Business Korea citing data from Clarkson Research reported that South Korean shipbuilders would retain their global top spot in 2020 in terms of shipbuilding order volume for the third consecutive year. Traditionally second to the Chinese shipbuilding industry, the Korean yards outpaced the Chinese in the second half of 2020. In the five months through November, the Korean yards outpaced the Chinese booking 60 percent of the global orders. In the last two months of 2020 they booked orders for 85 vessels valued at more than $11 billion.

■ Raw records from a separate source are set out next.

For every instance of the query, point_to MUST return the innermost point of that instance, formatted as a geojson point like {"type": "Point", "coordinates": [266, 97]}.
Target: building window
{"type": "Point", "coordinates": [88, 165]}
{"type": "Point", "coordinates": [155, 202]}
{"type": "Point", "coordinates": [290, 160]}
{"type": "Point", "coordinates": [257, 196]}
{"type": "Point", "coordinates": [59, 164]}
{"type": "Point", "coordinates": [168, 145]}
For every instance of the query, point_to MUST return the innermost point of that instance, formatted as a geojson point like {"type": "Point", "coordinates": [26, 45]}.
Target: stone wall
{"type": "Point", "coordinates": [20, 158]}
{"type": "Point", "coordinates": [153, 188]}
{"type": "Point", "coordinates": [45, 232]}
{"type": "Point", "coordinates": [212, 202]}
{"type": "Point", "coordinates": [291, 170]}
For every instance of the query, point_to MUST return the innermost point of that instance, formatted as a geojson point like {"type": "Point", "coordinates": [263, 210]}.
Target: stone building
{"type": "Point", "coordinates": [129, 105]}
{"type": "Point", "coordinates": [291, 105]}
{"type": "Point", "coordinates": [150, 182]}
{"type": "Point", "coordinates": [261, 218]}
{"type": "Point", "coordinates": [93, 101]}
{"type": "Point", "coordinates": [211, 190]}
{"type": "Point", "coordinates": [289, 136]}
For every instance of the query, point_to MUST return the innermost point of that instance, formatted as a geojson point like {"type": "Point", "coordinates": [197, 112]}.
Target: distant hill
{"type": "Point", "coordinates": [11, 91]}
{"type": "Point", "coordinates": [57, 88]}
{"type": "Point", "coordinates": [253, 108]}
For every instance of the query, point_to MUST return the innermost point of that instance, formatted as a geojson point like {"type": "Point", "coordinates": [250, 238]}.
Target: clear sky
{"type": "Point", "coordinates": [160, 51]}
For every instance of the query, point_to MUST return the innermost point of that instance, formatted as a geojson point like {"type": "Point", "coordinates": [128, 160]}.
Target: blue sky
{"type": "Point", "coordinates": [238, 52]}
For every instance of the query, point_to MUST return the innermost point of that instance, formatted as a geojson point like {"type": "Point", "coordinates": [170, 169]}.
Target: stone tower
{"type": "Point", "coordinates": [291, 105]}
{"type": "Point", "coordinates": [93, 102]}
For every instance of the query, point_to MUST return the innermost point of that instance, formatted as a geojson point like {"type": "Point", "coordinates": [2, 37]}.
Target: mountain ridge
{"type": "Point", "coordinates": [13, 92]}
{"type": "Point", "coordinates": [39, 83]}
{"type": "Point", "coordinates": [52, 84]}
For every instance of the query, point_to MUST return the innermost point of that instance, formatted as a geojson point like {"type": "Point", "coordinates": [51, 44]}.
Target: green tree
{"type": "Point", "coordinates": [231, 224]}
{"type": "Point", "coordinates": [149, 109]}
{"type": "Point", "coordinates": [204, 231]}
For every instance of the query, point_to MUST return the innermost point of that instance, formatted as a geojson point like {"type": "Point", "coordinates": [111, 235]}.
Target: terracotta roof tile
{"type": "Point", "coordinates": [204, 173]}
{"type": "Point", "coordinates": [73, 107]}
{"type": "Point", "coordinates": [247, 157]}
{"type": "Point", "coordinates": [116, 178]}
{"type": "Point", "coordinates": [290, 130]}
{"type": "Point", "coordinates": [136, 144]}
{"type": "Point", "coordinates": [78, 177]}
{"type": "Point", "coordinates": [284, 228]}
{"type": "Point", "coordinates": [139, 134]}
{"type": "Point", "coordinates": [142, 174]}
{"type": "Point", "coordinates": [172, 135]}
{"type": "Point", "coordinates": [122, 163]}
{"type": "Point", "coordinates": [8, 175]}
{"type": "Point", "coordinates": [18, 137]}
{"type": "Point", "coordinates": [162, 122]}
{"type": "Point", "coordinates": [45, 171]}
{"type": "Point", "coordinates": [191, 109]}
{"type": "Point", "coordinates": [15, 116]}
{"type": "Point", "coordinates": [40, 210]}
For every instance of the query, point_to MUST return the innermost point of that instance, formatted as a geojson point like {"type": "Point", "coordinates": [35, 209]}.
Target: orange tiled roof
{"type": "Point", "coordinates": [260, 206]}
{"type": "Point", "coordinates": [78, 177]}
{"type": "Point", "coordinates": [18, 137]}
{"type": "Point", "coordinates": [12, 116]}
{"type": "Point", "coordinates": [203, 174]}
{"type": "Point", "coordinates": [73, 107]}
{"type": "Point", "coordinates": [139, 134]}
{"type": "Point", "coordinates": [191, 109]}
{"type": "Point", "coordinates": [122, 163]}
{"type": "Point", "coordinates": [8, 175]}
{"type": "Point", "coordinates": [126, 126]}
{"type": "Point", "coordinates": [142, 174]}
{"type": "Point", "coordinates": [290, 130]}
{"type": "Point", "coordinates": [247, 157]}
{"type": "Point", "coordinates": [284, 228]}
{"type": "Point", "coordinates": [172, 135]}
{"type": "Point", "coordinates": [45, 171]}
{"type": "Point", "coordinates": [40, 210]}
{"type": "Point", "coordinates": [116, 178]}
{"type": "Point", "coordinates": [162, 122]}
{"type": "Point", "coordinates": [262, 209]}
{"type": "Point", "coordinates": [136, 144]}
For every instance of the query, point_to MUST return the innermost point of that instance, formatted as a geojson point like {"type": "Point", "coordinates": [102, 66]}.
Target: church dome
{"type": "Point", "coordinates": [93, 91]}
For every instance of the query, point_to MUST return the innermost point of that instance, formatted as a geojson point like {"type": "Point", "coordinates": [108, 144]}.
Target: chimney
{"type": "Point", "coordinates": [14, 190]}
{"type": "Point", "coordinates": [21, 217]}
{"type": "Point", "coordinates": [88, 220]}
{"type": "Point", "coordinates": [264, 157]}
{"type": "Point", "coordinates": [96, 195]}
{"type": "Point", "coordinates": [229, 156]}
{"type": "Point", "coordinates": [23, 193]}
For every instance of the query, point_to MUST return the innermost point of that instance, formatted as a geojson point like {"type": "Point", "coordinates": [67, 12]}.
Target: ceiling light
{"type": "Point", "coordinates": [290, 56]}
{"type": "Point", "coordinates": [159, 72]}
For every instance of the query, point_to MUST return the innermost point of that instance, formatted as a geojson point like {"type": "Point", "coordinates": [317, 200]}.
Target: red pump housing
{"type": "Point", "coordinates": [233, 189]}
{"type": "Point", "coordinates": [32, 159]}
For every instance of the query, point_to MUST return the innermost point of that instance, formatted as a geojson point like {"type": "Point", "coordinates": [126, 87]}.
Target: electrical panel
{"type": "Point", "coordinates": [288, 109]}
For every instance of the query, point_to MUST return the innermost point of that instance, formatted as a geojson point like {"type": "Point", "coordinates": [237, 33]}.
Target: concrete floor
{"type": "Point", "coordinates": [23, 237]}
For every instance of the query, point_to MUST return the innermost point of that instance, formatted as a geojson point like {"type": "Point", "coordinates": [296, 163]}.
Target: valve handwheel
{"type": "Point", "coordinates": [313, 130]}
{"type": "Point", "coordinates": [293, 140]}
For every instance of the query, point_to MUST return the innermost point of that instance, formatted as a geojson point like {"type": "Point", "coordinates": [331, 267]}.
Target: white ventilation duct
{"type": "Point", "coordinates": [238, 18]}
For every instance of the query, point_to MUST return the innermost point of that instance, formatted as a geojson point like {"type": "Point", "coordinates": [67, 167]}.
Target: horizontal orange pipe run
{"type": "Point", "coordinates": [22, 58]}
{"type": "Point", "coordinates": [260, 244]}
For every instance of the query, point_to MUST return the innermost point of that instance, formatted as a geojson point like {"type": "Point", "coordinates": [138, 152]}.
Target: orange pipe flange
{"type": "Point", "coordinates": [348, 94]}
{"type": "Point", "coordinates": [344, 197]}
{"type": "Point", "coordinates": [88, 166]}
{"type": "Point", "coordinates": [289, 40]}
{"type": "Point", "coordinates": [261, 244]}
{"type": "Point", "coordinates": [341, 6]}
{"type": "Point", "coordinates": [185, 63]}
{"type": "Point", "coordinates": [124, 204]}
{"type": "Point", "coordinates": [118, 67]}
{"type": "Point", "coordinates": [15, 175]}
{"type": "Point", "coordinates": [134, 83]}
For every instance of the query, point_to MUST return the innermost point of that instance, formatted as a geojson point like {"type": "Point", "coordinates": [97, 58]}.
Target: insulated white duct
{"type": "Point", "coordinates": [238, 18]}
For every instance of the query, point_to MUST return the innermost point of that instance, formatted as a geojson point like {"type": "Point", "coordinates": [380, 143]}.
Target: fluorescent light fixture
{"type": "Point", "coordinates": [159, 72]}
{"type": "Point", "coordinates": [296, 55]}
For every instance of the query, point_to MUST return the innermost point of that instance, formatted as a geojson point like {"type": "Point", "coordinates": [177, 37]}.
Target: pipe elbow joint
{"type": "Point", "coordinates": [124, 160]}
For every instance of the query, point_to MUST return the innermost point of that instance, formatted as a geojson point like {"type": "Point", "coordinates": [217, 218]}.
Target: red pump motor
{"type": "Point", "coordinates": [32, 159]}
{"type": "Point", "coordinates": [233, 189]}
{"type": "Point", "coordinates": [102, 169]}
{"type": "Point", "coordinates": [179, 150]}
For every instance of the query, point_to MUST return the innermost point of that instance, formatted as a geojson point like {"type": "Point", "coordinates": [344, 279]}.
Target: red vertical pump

At the beginning of December, DSME reported it had won an order for three crude oil tankers from ADNOC, a state-run oil company in Abu Dhabi, the United Arab Emirates. Valued at approximately $260 million, the order calls for the delivery of the ships by the first quarter of 2023. A letter of intent was also signed to build 10 LNG-powered very large crude carriers (VLCCs) for a European client. This would be the first time DSME has built 300,000 DWT dual-fuel VLCCs. DSME has been working to expand its scope of work into VLCCs from container ships, shuttle tankers and LPG tankers.

During 2020, DSME won orders for nine LNG carriers and floating storage as well as for four container ships, two shuttle tankers, five very large crude carriers (VLCCs), and one very large crude gas carrier (VLGC).